A direct link between chromatin and CRISPR-Cas9 activity was shown in 2016, where a pair of studies demonstrated that the presence of nucleosomes at the target site physically blocked CRISRP-Cas9’s access and reduced overall activity (Horlbeck et al., 2016b; Isaac et al., 2016). The differences in chromatin environment likely explain why the same CRISPR-Cas9 target site can display different activities across cell-lines (Chari et al., 2015). There is also evidence that off-target activity is influenced by chromatin accessibility, with the CROP-IT pipeline including this information into their off-target model (Singh et al., 2015). Incorporating environmental information in future predictive models will help improve accuracy and will be critical if the technology is to be applied in the clinic. Such modeling may also allow for the selective targeting of individual tissues by leveraging the differences in chromatin environments.
Incorporation of chromatin environments would likely also improve off-target predictions, which is thought to be more susceptible to chromatin accessibility. Besides chromatin information, future off-target pipelines should also focus on including variant information. A recent study demonstrated that the variance between individuals has a dramatic effect on the off-target landscape, with point mutations creating and destroying potential off-target sites (Lessard et al., 2017). Such information is critical for the application of CRISPR technology in almost all fields, as not taking an individual’s unique genome into account could have deleterious side-effects (Canver et al., 2017, 2018; Scott and Zhang, 2017).
Future models may also not only be able to predict the success of CRISPR-Cas9 editing, but also the outcome. By targeting sites with microhomology and exploiting the microhomology-mediated repair pathway, researchers may be able to delete specific DNA segments and thereby control the outcome of CRISPR-Cas9 editing (Bae et al., 2014a; Yao et al., 2017). Additionally, a recent study found that the mutations induced by repair of CRISPR-Cas9 cleavage were non-random and determined by the target sequence (van Overbeek et al., 2016). Such a finding suggests that it would be possible to predict the mutational outcome of CRISPR-Cas9 editing, allowing for researchers to make precise edits without the need of using knock-ins.

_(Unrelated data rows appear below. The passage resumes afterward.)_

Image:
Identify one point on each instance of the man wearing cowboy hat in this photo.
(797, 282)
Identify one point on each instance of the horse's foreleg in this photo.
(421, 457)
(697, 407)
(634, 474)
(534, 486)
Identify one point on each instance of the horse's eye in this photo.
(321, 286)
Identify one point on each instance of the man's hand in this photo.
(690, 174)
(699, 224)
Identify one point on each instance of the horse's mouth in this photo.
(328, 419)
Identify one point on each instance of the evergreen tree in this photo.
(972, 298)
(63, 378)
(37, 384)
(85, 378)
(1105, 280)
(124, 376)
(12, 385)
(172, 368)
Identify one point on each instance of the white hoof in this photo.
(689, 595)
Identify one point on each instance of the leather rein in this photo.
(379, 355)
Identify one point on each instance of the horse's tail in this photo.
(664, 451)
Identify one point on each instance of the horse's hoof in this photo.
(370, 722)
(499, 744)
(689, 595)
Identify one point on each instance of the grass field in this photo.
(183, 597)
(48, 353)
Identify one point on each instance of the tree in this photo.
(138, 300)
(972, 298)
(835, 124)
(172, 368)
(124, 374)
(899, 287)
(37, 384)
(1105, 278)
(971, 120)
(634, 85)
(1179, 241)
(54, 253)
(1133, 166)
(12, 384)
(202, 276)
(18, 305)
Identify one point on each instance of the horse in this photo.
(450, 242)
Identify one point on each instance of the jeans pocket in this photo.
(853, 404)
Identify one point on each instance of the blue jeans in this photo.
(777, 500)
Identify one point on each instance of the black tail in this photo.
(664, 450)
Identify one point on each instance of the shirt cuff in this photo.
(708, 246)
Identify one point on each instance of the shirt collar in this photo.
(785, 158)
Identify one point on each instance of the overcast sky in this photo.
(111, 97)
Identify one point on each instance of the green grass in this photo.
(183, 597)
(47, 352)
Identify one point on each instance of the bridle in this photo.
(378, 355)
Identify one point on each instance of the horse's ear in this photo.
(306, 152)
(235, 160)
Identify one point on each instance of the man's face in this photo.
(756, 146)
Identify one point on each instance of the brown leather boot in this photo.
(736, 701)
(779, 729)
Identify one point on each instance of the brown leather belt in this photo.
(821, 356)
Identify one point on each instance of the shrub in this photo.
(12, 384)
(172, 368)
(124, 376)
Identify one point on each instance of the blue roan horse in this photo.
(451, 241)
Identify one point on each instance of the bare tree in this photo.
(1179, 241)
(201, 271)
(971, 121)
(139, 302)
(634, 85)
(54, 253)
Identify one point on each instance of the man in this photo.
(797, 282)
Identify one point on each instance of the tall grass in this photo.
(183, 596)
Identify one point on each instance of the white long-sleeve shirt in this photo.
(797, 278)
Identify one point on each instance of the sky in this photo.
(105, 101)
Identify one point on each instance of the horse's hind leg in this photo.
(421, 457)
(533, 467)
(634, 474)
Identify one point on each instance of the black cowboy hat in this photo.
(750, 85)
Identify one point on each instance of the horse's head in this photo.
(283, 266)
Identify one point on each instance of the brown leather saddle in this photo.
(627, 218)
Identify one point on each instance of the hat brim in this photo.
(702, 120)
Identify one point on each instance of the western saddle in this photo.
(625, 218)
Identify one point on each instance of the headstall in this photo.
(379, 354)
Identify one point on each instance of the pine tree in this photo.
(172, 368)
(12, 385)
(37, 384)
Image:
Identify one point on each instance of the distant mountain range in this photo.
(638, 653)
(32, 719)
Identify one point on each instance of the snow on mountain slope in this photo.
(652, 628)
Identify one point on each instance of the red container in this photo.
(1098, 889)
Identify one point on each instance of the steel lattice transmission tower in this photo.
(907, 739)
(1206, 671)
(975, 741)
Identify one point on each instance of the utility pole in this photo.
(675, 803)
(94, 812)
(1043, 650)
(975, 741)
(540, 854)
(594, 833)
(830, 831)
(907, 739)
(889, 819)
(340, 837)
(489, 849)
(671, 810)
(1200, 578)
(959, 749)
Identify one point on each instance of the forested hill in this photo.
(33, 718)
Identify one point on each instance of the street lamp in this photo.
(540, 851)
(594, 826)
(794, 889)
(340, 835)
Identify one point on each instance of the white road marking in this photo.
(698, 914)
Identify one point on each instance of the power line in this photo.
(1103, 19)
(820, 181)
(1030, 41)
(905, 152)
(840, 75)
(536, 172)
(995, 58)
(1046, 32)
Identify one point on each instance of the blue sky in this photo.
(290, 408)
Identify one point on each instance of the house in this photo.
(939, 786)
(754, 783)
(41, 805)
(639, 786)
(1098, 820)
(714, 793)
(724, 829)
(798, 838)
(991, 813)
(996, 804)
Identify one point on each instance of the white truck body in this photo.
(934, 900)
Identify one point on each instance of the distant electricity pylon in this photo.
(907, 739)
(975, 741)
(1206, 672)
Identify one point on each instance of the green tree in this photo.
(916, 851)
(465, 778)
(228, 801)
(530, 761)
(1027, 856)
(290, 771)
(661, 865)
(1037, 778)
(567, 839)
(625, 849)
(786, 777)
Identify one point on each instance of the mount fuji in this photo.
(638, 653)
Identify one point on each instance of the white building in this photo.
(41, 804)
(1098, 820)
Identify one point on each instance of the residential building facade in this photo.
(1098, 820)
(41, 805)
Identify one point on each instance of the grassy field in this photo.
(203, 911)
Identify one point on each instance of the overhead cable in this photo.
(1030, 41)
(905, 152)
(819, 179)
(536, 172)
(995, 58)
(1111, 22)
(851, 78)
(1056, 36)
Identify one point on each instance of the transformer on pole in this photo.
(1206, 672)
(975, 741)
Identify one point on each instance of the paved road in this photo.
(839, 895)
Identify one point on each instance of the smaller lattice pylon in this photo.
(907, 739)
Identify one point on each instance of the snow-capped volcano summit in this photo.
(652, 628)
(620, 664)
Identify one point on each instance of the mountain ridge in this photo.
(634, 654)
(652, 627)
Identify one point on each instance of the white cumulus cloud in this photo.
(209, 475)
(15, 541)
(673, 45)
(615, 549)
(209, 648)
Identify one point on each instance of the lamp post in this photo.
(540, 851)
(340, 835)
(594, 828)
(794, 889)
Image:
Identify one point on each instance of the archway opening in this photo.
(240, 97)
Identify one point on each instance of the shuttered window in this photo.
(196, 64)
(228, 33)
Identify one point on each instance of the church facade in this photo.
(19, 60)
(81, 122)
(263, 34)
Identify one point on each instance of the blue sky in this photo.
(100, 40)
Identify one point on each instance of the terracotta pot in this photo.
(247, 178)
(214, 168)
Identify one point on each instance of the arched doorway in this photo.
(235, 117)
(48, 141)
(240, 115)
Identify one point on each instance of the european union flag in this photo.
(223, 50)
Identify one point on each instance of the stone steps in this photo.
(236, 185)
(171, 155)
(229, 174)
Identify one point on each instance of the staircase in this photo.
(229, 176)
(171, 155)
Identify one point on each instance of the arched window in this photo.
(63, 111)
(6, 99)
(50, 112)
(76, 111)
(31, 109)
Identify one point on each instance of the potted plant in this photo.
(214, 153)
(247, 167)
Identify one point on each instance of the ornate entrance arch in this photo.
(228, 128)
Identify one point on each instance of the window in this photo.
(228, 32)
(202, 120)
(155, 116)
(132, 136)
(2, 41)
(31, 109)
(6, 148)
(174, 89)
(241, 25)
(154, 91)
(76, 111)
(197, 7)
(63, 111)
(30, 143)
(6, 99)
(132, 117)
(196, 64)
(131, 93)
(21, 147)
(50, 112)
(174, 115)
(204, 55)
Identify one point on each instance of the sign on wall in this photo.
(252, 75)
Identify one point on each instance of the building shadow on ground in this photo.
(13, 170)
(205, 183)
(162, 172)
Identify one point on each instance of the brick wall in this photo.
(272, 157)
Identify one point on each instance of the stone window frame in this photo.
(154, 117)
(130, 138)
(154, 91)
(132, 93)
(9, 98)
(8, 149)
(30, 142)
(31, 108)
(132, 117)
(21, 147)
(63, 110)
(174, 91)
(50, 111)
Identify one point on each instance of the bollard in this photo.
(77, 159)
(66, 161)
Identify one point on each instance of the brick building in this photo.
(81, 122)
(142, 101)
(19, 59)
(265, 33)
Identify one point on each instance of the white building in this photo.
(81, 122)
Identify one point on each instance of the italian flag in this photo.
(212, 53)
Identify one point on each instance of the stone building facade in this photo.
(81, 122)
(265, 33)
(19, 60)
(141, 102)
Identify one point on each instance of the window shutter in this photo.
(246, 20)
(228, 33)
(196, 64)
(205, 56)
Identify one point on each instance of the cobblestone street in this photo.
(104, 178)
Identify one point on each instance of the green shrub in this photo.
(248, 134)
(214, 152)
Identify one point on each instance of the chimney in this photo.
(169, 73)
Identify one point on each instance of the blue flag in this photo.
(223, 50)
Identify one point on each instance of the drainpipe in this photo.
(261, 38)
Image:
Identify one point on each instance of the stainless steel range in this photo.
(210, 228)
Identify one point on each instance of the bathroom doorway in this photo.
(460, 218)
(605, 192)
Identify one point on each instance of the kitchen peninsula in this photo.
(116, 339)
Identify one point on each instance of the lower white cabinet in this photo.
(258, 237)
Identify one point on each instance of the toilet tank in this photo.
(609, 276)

The optimal future pipeline will incorporate all of these factors into both on- and off-target activity predictions (Figure 1). Such a pipeline could also provide a method by which experimentally validated predictions could be reintegrated into the training data for the models, to continue to improve accuracy. Future models may also predict success of other CRISPR-Cas9 applications such as knock-ins (Merkle et al., 2015), which involve the repair of the double strand break using a supplied template, and base-editing, where a Cas9 fusion protein converts one base into another without cleavage (Gaudelli et al., 2017).
FIGURE 1. Overview of an optimal prediction pipeline: (A) potential target sites are identified. (B) On-target activity is predicted using a combination of target sequence, chromatin features and gRNA transcription method. (C) Off-target activity is predicted using a combination of sequence and chromatin features while also taking sequence variations into account. (D) The results are combined and then a ranked list of optimal targets can be provided. (E) The predictions can be validated experimentally and then used to improve accuracy of the models, improving future predictions.
Conclusion
Computational tools for the prediction of CRISPR-Cas9 activity are necessary for the efficient design of experiments. However, current tools are hampered by a range of issues, such as disparate training data sources, which results in models not generalizing, as well as limitations in our current understand of factors that drive CRISPR-Cas9 activity. As our understanding improves, we will be able to incorporate new features into predictive models to increase their accuracy. This will be vital for applying CRISPR-Cas9 in clinical applications, where an individual’s genomic variations may alter activity patters of CRISPR-Cas9. Until then, it is important that the data used to train a predictive model is understood before it is used, to ensure models are only applied in appropriate circumstances.
Author Contributions
LW researched the software highlighted in the paper. LW and DB designed and wrote the review paper. AO contributed to Section “Future Perspective.”
Funding
The paper was supported by Commonwealth Scientific and Industrial Research Organisation and CSIRO Synthetic Biology Future Science Platform.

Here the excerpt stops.